[Cialug] Ubuntu's New Init

Todd Walton tdwalton at gmail.com
Sat Mar 31 07:40:32 CDT 2007


James Shoemaker recently mentioned whereami, the network
autoconfiguration utility.  It adjusts network settings based on
events, like coming within range of a wireless network.

http://debiana.net/whereami/

I've been reading today about Ubuntu's new init system, and I swear it
was like deja vu all over again.

https://wiki.ubuntu.com/ReplacementInit

Ubuntu's new init system is very much like whereami, except applied to
the system as a whole.  The idea is to create a complete launcher that
will unify and replace sysvinit, cron, at, inetd, etc.  (No, that last
one was not the /etc filesystem, that was the abbreviation for
etcetera, though some /etc configurations would be affected by this.)

As it currently stands, actions are triggered by simply starting the
init system.  You start your computer, initd starts, initd launches
all sorts of processes.  You get dependency checking and limited
environment/state checking.

This new init system will make launching be "event based".  To be
sure, some launchings will be triggered by the "event" of starting the
computer.  But a modern computer is becoming so much more dynamic and
flexible than computers of the sysvinit era.  These days we have
things like, say, USB drives.  Maybe you want your USB drive mounted
when you connect it, but it's not always connected.  You can't put an
entry in /etc/fstab and have it automount.  The mounter will say "No
such filesystem!" and happily move on, forgetting it forever.  With an
event based system, a USB drive being stuck into the computer would
trigger the mounter to do its job there.  Another situation: you've
unplugged your network cable.  You start up the computer and it
requests DHCP info, and sits... and sits... and sits...  What was that
timeout again?  I don't know how much of an issue this is on Ubuntu,
to tell you the truth, but my Gentoo box was bad about that.  The
network is not there, okay?  Get on with it!  If you had something to
tell the init system when there's a network available and when there's
not, then it wouldn't bother looking for a DHCP server it's obviously
not going to get.  And that's where whereami becomes moot.

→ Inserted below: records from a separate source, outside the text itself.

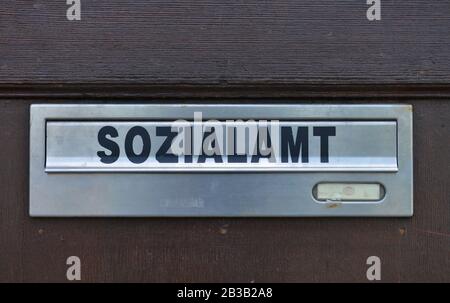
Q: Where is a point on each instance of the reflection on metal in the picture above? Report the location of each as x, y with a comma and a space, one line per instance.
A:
290, 160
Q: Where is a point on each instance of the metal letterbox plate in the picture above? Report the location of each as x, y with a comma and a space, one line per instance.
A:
220, 160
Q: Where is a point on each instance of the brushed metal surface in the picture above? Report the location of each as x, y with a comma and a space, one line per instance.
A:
213, 193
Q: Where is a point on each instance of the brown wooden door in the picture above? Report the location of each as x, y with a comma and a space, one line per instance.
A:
320, 51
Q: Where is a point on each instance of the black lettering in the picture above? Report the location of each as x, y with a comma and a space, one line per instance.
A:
202, 157
112, 146
324, 132
162, 154
235, 158
288, 145
146, 144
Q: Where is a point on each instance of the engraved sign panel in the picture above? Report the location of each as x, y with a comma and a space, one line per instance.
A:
220, 160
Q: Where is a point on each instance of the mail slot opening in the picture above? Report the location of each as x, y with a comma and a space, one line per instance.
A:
348, 192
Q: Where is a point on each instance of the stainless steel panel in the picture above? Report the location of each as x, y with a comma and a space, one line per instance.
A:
355, 146
270, 192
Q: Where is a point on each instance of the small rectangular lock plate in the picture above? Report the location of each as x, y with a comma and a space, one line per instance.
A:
289, 160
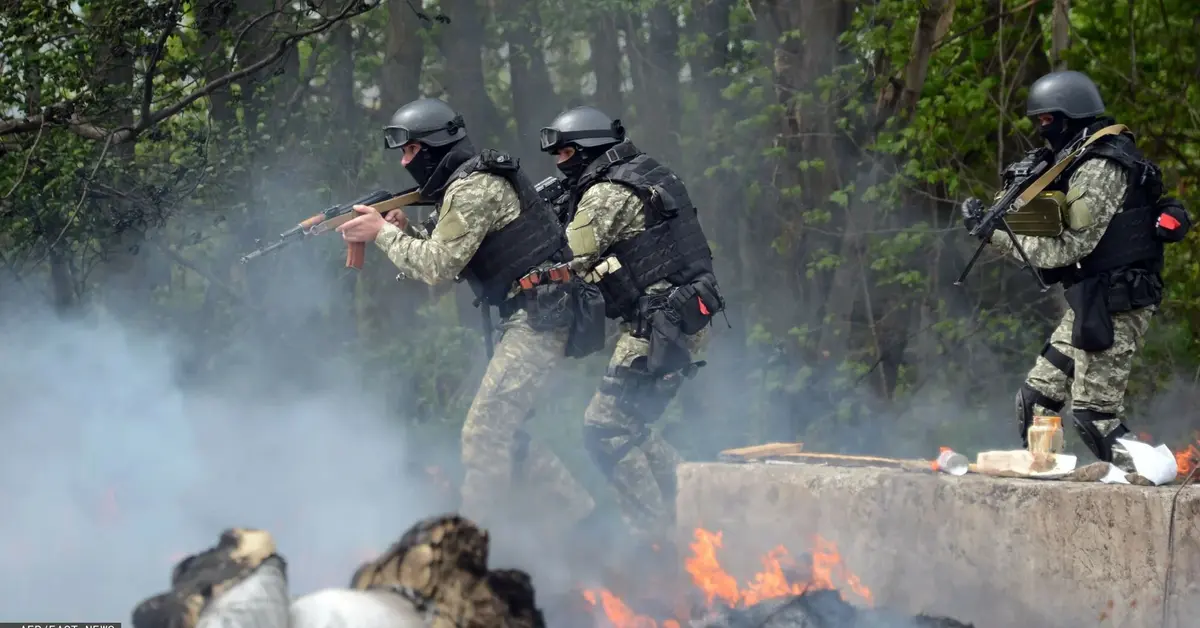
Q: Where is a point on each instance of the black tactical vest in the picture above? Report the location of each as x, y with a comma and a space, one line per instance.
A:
507, 255
673, 246
1128, 241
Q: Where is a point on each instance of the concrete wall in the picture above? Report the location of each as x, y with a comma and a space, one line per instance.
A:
996, 552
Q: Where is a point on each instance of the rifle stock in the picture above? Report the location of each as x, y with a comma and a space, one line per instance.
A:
337, 215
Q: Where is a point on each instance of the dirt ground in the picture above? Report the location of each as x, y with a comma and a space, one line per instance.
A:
996, 552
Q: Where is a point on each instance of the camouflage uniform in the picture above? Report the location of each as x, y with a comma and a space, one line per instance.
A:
495, 448
643, 464
1098, 381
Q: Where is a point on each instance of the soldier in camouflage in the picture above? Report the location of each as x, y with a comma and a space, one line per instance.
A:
1108, 255
493, 231
636, 235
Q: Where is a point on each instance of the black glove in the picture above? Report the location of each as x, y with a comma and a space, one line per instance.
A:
972, 213
1027, 165
1174, 222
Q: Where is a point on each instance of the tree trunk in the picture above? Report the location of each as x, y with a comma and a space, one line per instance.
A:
1061, 34
606, 64
461, 42
534, 102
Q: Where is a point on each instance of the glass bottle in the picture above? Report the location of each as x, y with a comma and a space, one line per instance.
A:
1045, 440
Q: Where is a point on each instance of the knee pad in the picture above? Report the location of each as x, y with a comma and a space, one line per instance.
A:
641, 396
1059, 360
1099, 431
1026, 398
609, 444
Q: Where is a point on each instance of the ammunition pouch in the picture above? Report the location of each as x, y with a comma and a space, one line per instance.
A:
587, 330
1043, 216
621, 294
696, 303
546, 295
1133, 289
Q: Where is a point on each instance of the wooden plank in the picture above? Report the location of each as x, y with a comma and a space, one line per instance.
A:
759, 452
859, 461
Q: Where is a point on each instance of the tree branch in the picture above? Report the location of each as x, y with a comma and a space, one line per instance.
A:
63, 114
153, 66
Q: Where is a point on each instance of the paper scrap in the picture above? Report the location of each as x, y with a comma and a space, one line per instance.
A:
1156, 464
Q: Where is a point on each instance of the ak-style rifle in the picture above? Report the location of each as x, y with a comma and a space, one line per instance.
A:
382, 201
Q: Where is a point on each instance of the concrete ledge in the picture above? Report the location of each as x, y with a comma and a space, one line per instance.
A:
995, 552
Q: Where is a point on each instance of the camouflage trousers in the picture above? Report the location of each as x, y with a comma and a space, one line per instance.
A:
635, 458
508, 472
1099, 380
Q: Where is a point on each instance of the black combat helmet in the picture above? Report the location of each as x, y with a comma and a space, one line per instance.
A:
432, 124
588, 130
426, 120
1071, 99
1069, 93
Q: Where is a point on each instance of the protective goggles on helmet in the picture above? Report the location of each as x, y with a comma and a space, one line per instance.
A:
553, 139
397, 136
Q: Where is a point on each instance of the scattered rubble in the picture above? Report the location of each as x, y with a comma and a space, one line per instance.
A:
816, 609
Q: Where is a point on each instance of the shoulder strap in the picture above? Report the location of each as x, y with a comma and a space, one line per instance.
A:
1057, 168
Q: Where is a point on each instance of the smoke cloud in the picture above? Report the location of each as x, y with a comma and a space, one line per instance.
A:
111, 471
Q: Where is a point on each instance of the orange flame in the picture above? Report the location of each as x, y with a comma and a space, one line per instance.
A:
1186, 460
715, 584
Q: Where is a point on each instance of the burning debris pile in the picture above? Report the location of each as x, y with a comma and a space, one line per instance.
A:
435, 576
817, 609
783, 594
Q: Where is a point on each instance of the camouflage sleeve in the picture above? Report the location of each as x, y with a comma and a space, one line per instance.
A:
468, 213
607, 213
1096, 190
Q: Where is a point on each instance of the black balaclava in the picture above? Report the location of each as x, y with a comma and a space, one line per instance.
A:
1062, 130
574, 167
426, 161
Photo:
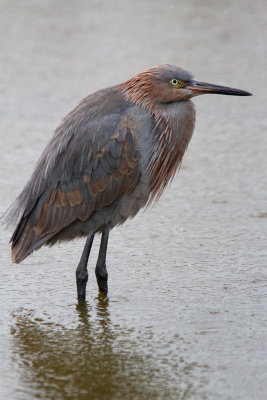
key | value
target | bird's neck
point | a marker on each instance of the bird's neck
(174, 125)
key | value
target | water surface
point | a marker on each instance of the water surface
(185, 317)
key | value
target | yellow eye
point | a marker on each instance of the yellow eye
(175, 82)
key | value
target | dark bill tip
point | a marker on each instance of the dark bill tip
(203, 87)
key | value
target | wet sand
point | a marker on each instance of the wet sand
(185, 317)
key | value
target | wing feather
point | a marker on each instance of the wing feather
(110, 171)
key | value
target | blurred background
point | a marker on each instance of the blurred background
(185, 317)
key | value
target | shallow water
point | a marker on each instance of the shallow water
(185, 317)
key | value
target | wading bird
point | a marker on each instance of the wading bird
(112, 155)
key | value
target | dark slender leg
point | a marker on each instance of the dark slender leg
(81, 271)
(101, 270)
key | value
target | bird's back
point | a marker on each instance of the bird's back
(91, 163)
(104, 162)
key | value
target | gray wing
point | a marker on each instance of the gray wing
(77, 175)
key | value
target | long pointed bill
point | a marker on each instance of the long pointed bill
(202, 88)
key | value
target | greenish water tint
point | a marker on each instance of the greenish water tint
(95, 359)
(185, 317)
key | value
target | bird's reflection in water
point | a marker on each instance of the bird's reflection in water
(94, 360)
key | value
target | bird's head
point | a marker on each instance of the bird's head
(167, 84)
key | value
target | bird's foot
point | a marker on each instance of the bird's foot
(81, 281)
(102, 278)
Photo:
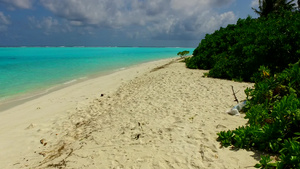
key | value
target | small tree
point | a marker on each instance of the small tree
(183, 53)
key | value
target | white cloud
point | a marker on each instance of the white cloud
(4, 22)
(169, 17)
(49, 25)
(24, 4)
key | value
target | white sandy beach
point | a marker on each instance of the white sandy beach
(154, 115)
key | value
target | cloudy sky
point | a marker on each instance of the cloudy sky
(116, 22)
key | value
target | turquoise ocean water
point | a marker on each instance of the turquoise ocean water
(28, 69)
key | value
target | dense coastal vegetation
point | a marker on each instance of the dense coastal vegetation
(265, 51)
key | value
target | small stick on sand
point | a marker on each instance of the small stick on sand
(234, 94)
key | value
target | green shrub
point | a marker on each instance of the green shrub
(273, 113)
(238, 51)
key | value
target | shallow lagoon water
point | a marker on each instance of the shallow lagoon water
(28, 69)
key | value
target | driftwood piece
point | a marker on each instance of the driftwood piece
(235, 98)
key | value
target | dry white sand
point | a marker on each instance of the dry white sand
(151, 116)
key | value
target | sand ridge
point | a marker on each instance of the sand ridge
(166, 117)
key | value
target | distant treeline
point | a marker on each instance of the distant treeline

This new init system will eventually pay attention to temporal events
as well, replacing cron and at.  'cron' runs commands periodically and
'at' runs commands at certain times.

I really like this.  Problems I see:

1) There are other efforts underway to replace sysvinit.  initng seems
to be getting some rave reviews.  Is there going to be duplication of
effort with no apparent benefit?

2) I really hope Ubuntu's init (or any new init, for that matter)
doesn't get too formalized.  PAM is horrible.  I want to speak in
pseudo- natural language and have the computer understand me.  This is
addressed on the ReplacementInit page.  They plan support for
configurations like "start when default-route is up" and "15 minutes
after startup".  I know that this can be done; do the Ubuntu folks
have the will to see it through?

3) How will this affect dbus and KDE's Solid and others in this
category?  Is there overlap?  Will best practices emerge to determine
which gets used when?  Or are they really different things?